In each chapter he concentrates on a different small business, giving pointers on ways to enhance potential earnings, outlining the costs involved in getting started and providing at the end a helpful list of resources. He is very good at giving the pros and cons of each business and what they entail in terms of occupational hazards. For instance, he warns, retrieving golf balls from golf courses in some southern states may involve skirmishes with alligators and poisonous snakes!
 
Gillman’s proven strategy for success was to join a company as an employee and later become the boss of your own company, after learning everything he needed to know about the business on the job. He makes very clear that in most cases, investing in or starting your own business in an area with which you are familiar-and eventually hiring other employees to expand it- is in most cases the best way to leverage a job into a million-dollar business.
 
By devoting a chapter to each type of endeavor, with a description of its advantages and disadvantages, Gillman helps his readers decide what kind of work might be right for them, given their talents, training, personality and predisposition.

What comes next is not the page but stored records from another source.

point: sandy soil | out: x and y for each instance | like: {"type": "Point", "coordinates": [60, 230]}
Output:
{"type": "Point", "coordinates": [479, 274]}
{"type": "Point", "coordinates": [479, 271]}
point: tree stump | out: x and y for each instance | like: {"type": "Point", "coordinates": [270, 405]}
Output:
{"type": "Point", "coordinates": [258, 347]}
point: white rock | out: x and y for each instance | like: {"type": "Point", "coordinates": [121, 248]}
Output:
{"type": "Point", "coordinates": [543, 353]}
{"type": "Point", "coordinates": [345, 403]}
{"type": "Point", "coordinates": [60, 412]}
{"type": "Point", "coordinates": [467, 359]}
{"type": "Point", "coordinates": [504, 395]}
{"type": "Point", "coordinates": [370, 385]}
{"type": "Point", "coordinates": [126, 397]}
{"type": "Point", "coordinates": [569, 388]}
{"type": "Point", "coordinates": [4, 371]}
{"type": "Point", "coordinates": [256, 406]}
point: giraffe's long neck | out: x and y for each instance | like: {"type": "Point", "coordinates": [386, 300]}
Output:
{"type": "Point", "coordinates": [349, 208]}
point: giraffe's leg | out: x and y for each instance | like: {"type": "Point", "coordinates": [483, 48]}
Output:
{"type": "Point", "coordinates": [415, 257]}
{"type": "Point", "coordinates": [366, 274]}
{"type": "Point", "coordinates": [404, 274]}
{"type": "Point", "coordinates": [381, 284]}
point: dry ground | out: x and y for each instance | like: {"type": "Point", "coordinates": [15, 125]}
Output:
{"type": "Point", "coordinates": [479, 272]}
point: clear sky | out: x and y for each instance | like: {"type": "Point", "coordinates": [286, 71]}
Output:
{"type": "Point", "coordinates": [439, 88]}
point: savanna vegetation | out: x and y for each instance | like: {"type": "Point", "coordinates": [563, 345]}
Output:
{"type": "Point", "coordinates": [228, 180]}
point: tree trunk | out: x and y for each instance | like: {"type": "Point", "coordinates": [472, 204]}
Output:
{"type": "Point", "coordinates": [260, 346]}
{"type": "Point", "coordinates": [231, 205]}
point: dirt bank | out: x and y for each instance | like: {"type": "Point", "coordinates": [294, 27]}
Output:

With his breezy manner, he makes it all seem easy and even fun. And by his own account, at least, Gillman is very good at turning odd jobs into profit centers.
 
What gives the book a homey authenticity is that Gillman’s advice is often accompanied with personal anecdotes about his own firsthand experience of working in a particular field or spending time with someone who has, either as an auto repossession agent (which, he tells us, can get ugly)  blackjack dealer or makeup artist.
 
The life of the entrepreneur, however, is not for those with low energy levels. To read his book, it seems as if Gillman spends every hour of every day thinking of ways to make money. But the beauty of his book is that he helps the reader understand that there is money to be made in places where you might little expect it, and that small profits from small or part-time enterprises in often very unglamorous fields can quickly add up to a tidy fortune.